The Niro, rivelazione italiana che canta in inglese

Avercene, di musicisti come The Niro. D’accordo il nome d’arte è fuorviante: lui in realtà si chiama Davide Combusti, è italianissimo di Roma, e oggi alle 18 sarà alla Fnac di via Torino per cantare tre o quattro pezzi lui da solo, giusto chitarra e voce. Secondo molti critici, è il miglior cantautore italiano della nuovissima generazione, quella sganciata dai cliché strettamente cantautorali e più aperta alle influenze inglesi. Perciò si chiama The Niro, visto che, come spiega, «suonavo rock inglese e avevo formato un gruppo con quel nome lì, poi gli altri musicisti se ne sono andati e io ho deciso di continuare da solo senza cambiare nulla».

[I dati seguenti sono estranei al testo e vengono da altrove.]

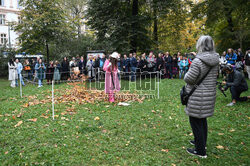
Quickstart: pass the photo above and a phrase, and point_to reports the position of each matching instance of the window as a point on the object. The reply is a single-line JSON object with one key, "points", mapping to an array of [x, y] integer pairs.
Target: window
{"points": [[2, 19], [1, 2], [3, 39]]}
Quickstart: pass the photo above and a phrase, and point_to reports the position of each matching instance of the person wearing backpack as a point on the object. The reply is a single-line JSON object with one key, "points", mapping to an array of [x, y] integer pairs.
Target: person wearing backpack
{"points": [[231, 57], [201, 102], [112, 83]]}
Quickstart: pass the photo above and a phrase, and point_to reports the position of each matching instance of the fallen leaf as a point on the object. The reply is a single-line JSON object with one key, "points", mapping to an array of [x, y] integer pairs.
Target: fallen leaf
{"points": [[219, 147], [33, 120], [19, 123]]}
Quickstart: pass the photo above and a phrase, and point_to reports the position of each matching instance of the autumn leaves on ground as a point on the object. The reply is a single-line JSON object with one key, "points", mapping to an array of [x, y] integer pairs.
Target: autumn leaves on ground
{"points": [[87, 132]]}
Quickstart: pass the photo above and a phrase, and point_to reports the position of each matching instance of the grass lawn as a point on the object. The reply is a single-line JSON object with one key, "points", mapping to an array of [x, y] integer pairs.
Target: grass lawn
{"points": [[155, 132]]}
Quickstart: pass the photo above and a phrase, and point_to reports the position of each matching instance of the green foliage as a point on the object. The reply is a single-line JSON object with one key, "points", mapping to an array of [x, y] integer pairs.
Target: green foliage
{"points": [[227, 21], [43, 22], [116, 26]]}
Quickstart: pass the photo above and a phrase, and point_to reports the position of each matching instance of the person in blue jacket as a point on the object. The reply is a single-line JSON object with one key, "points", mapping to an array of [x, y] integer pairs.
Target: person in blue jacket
{"points": [[133, 66], [231, 57]]}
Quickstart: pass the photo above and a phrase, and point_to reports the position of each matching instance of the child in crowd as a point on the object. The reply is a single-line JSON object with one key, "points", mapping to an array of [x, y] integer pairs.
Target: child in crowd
{"points": [[112, 83], [183, 66], [40, 68]]}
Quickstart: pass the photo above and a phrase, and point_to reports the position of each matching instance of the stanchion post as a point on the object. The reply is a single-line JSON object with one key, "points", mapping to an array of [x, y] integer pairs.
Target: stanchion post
{"points": [[21, 91], [53, 112]]}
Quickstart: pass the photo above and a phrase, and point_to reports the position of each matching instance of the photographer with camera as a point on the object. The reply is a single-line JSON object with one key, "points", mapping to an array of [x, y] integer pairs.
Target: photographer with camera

D’altronde Davide Combusti, che ha 30 anni, è un figlio d’arte e dal padre batterista ha preso la voglia di andare avanti a testa bassa anche se all’inizio i risultati non erano da feste e brindisi. Tutt’altro. «Lui suonava nei Centauri, band che negli anni 60 e 70 ha accompagnato dal vivo Orietta Berti ed Edoardo Vianello. Ma poi ha appeso le bacchette al chiodo e ha iniziato a fare l’operaio». Ora in famiglia è Davide a fare il professionista della musica ed eccolo qui. A gennaio ha pubblicato un mini cd con quattro brani e ad aprile è uscito il suo primo cd omonimo, che viaggia bene in classifica. La sua svolta è stato il concerto dei Deep Purple nel 2006. «Solo la sera prima mi hanno invitato a fare da supporto a questa storica band. Io non mi sono tirato indietro ma dentro di me pensavo: “e io che c’entro con il rock duro?”, Quando sono salito sul palco davanti a tutti quei metallari, solo io con la mia chitarra esattamente come farò alla Fnac, mi sono detto: “hai voluto la bicicletta, adesso pedala”». Risultato: molti fischi ma anche applausi sorprendenti: «All’inizio tutti mi contestavano, poi hanno cambiato idea. Quel concerto - dice ora The Niro - mi ha aperto le porte di tutti i club romani». La testardaggine paga.
E ora The Niro è il cocco della critica musicale italiana grazie a uno stile che mescola la canzone d’autore con tracce lo-fi e folk in una soluzione personalissima e godibile. «Non pensavo di poter avere un mercato in Italia, io. Ho sempre avuto come obiettivo i Paesi anglosassoni».

E sarà per questo che lui ha suonato anche a Londra (con Carmen Consoli) e pure negli Stati Uniti - prima Boston e poi New York - ricevendo ovunque la sua bella dose di applausi. «Ho sempre voglia di osare», butta lì con un sorriso. E poi riassume: «Vivo per la musica, il mio coraggio viene dalla voglia di sperimentare nuovi suoni». Avercene, insomma, di artisti così.